The court's left wing was joined by Justices Anthony M. Kennedy and Antonin Scalia — who had formed the federalist majority in Lopez and Morrison — to uphold the federal supremacy of the Controlled Substances Act when it conflicts with state law. Justice John Paul Stevens' majority opinion cited Filburn as the controlling case law. The court's principled federalists — Clarence Thomas, Sandra Day O'Connor and Rehnquist — wrote in dissent.
The Washington Post explained in an editorial a few weeks later how Raich was about much more than medical marijuana. It was about the proper scope and the defining limits of the federal government. The editorial was one of support for a recent federal ruling upholding the Environmental Protection Agency's decision to halt a construction project due to an endangered cave-dwelling bug native only to Texas that was found on the planned construction site.
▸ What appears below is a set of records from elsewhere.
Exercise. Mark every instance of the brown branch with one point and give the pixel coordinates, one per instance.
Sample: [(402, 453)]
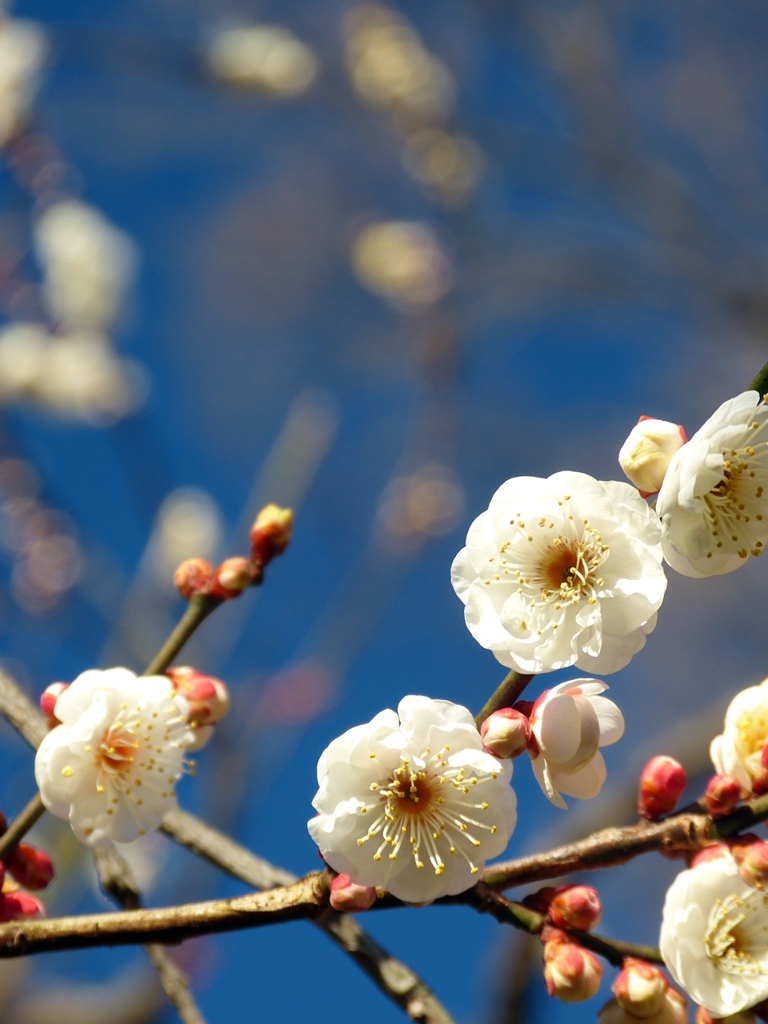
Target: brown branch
[(118, 882), (20, 825), (394, 978), (198, 609), (504, 696)]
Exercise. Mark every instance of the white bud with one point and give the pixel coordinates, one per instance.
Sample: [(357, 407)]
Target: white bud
[(647, 452)]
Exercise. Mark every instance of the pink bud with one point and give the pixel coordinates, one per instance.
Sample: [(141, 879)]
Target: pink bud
[(347, 897), (15, 906), (32, 868), (752, 861), (722, 795), (207, 698), (640, 988), (194, 577), (662, 782), (506, 733), (576, 906), (270, 534), (232, 577), (570, 973), (647, 452), (48, 701)]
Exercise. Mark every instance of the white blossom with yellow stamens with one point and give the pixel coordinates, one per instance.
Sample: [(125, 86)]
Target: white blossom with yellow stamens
[(714, 499), (715, 937), (563, 570), (112, 766), (412, 802), (738, 750)]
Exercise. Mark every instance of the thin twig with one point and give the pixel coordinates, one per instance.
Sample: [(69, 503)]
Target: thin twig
[(198, 609), (118, 882), (505, 695), (20, 825)]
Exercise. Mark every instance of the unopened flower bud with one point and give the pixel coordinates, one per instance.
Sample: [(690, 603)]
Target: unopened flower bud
[(347, 897), (194, 577), (17, 905), (570, 973), (662, 782), (31, 867), (270, 534), (576, 906), (207, 697), (722, 795), (752, 861), (232, 577), (48, 701), (645, 455), (506, 733), (640, 988)]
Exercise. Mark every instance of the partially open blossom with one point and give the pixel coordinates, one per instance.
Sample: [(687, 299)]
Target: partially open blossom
[(19, 906), (722, 795), (232, 577), (48, 701), (751, 857), (194, 577), (640, 988), (346, 897), (646, 453), (111, 767), (31, 867), (506, 733), (568, 723), (738, 750), (576, 906), (207, 700), (570, 973), (673, 1012), (270, 534), (714, 500), (563, 570), (662, 783), (412, 803), (715, 937)]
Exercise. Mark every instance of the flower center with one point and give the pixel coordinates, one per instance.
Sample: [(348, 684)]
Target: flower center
[(735, 508), (736, 936), (423, 807)]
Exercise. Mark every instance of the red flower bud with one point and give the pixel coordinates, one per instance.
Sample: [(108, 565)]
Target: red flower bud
[(48, 701), (506, 733), (662, 782), (194, 577), (722, 795), (576, 906), (570, 973), (347, 897), (32, 868), (15, 906), (270, 534), (232, 577)]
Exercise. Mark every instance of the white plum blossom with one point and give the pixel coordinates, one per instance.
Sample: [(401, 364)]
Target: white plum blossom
[(569, 723), (714, 500), (112, 766), (563, 570), (411, 802), (738, 750), (715, 937)]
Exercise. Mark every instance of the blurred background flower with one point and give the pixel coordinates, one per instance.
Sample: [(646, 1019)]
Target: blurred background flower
[(367, 260)]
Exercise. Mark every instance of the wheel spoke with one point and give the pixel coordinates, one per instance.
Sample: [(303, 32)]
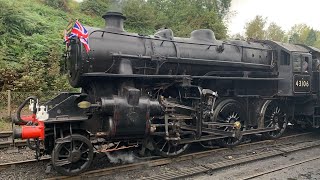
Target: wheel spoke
[(164, 145), (62, 162), (81, 146), (169, 147), (66, 149), (63, 155)]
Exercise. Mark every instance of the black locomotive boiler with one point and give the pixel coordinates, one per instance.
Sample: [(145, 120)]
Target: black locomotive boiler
[(161, 93)]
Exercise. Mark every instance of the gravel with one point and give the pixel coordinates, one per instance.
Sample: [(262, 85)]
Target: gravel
[(37, 170)]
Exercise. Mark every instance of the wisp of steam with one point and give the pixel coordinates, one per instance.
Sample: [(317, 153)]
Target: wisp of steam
[(121, 157), (116, 6)]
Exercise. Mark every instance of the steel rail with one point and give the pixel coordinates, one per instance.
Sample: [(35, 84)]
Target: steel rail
[(280, 168), (10, 164), (188, 172), (164, 161), (17, 143)]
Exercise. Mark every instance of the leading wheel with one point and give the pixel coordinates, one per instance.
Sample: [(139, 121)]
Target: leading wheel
[(230, 111), (275, 116), (72, 155)]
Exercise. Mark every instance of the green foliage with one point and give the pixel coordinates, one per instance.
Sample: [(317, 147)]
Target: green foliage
[(275, 33), (31, 32), (95, 7), (61, 4), (255, 28), (184, 16), (143, 20)]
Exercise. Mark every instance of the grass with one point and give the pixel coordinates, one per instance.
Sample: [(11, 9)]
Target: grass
[(5, 124)]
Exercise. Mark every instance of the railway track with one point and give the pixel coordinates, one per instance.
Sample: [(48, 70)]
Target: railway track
[(196, 170), (8, 142), (188, 172)]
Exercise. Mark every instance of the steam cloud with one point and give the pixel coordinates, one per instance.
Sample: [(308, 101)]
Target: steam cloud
[(116, 6), (121, 157)]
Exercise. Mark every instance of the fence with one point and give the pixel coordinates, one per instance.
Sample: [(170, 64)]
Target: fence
[(10, 100)]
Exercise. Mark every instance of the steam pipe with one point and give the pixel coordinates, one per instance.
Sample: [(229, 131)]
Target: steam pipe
[(23, 121)]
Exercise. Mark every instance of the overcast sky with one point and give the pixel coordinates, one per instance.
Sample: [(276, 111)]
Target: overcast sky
[(285, 13)]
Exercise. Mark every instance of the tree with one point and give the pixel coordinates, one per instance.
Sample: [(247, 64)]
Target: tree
[(141, 21), (255, 28), (95, 7), (298, 33), (275, 33), (184, 16), (311, 38)]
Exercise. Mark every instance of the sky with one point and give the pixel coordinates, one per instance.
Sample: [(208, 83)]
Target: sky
[(284, 13)]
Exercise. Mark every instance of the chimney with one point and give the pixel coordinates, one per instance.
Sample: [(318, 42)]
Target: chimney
[(114, 21)]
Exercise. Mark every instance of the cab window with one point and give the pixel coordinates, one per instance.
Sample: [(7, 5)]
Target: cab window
[(296, 63), (285, 58)]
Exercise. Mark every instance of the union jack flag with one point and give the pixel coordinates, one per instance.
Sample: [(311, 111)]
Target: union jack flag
[(79, 31)]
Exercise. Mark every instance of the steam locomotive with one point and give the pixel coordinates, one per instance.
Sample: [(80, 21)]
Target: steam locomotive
[(161, 93)]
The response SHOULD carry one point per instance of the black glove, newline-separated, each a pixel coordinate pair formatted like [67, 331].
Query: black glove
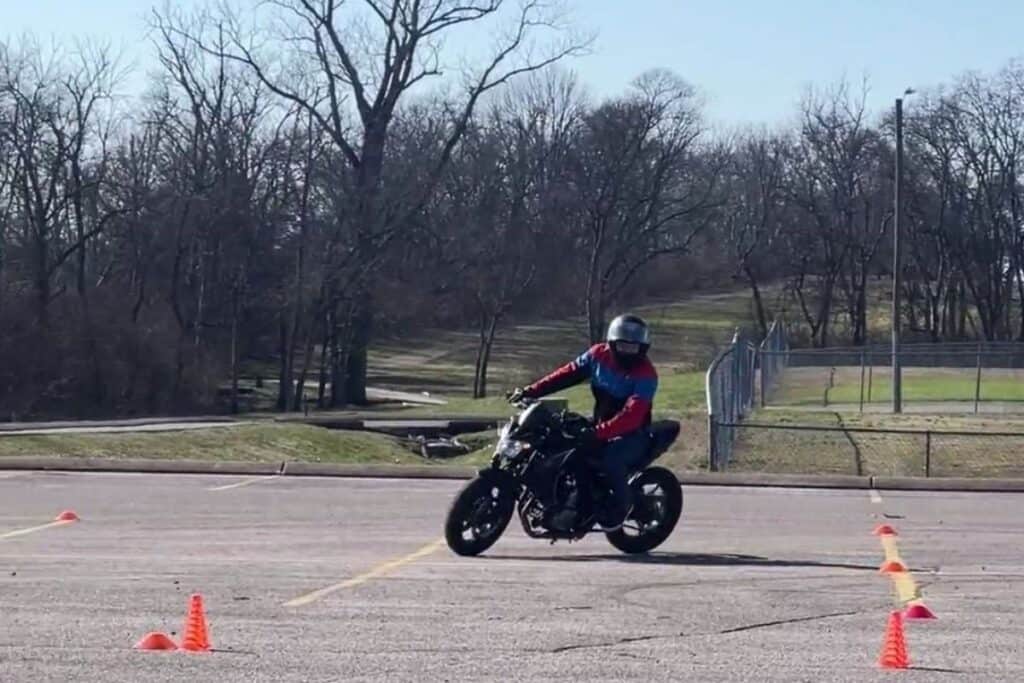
[517, 394]
[588, 439]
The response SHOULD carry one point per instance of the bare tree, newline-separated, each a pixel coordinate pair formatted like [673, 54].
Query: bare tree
[645, 183]
[369, 60]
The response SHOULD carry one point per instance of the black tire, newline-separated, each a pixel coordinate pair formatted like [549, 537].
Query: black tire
[483, 508]
[664, 513]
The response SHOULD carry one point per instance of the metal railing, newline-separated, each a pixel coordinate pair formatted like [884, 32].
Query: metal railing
[967, 377]
[729, 385]
[873, 452]
[773, 357]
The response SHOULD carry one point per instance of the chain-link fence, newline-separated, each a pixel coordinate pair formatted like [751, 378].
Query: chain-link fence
[947, 377]
[866, 452]
[773, 357]
[730, 385]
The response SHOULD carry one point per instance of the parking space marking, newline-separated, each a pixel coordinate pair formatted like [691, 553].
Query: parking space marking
[33, 529]
[245, 482]
[379, 570]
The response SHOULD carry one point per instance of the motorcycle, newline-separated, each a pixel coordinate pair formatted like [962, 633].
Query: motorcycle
[539, 471]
Had Raich gone the other way, the Post noted, the EPA likely wouldn't have been able to prevent a hospital from being built in order to save the insect. The Post thought this was a glorious benefit from the Raich decision.
I suspect most Republicans feel otherwise.
Raich represented the last chance to rein in a Congress that sees no constitutional limits whatsoever on the reach and breadth of its power. It was GOP devotion to the drug war that subverted it, killing the Rehnquist federalism revolution in its infancy, narrowly limiting Lopez and Morrison and freeing the Congress to legislate wherever it pleases, with little or no constitutional constraints.
Over the past few months, former New York City Mayor Rudy Giuliani and former Tennessee Sen. Fred Thompson have tried to position themselves as the standard-bearers for federalism. The Los Angeles Times' Ron Brownstein recently praised Giuliani's federalist approach to contentious social issues like gun control, gay rights, health care and abortion. Thompson has written several columns touting local control over the past few months.
But Giuliani has spent most of his career advocating for more federal power to fight the federal war on drugs. He has declared that he would continue the Drug Enforcement Administration raids on medical marijuana facilities, overruling state law.
Thompson is the only candidate yet to take a public position on the raids. While he's right to note his impressive pro-federalist voting record in the Senate, he also voted for a number of bills strengthening the federal war on drugs.
And while Thompson's campaign essays rightly decry the federalization of crime and the soaring U.S. prison population, they're curiously silent on the war on drugs — a leading cause of both of these troubling trends. Thompson's campaign did not respond to inquiries about his position on the DEA raids for this article.
Giuliani and Thompson claim they want to reinvigorate discussion of the virtues of federalism. Terrific. But you can't argue that states should be free to make their own policies without federal interference — except when you happen to disagree with them. You can be a federalist, or you can be an ardent drug warrior. But you can't be both.